一応他にも能力があるか聞くと、アンデッドとの視界共有をマルティナと触れている人にも見せられるそうだ。
地図アプリがあるから使いどころは少なそうだけど、フリージアと協力すれば長距離狙撃ができるかもしれないぞ。
「ふふん、どうだい僕の力は! ……けど、なんで友達が長く戦えるかどうかばかり気にしてるんだい?」
「それはマルティナにできるだけ長時間狩りをしてもらいたいからだ。アンデッドの強さと継続力次第で魔石取得効率が圧倒的に変わるからな!」
「狩りと魔石取得率……?」
「一応お兄さんからの記憶で知識にあると思うけど、ガチャを回すのに必要な物なのよ。それをアンデッドを使って効率的に集められないかって話ね」
「そういうことか……それで、長時間ってどれぐらいを考えているのかな?」
「俺達はアットホームなパーティだからな。そんな無茶は言わないさ。普段は朝から昼までぐらいで、いけるなら夜までだな。緊急時は12時間以上狩りしてもらうかもしれない」
「じゅ、12時間!? そんな長時間狩りできる訳ないだろう!」
マルティナは得体の知れない物を見るような目を俺に向けている。
ノール達はそれを見て、あーって言いたそうな雰囲気だ。
「やっぱりそういう反応になるでありますよね……」
「でもでも、最近はちょっと改善されてたんだよー」
「そうね。実際に狩りをしてみてどうなるかだわ」
「わ、わかったよ……」
ノール達の反応を見て何かを察したのか、顔を引きつらせながらもマルティナは了承してくれた。

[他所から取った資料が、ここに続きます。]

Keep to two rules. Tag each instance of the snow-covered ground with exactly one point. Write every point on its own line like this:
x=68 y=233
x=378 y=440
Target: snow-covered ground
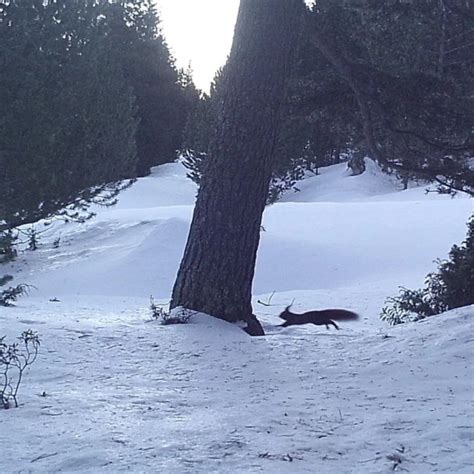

今後切羽詰まった時に困るから正直に言ったが、12時間狩りって聞いたらこうなるのも仕方がないよなぁ。
その分狩りで得た報酬はちゃんと配るし、ガチャアイテムが増えれば普段の生活や戦闘力だって向上するんだ。
人数も増えて来たから前みたいなデスマーチ狩りをすることもないから、普段からの狩りの負担も減っている。
とりあえずこれから狩りに行ってみて、マルティナに狩りをしてもらうのが1番かな。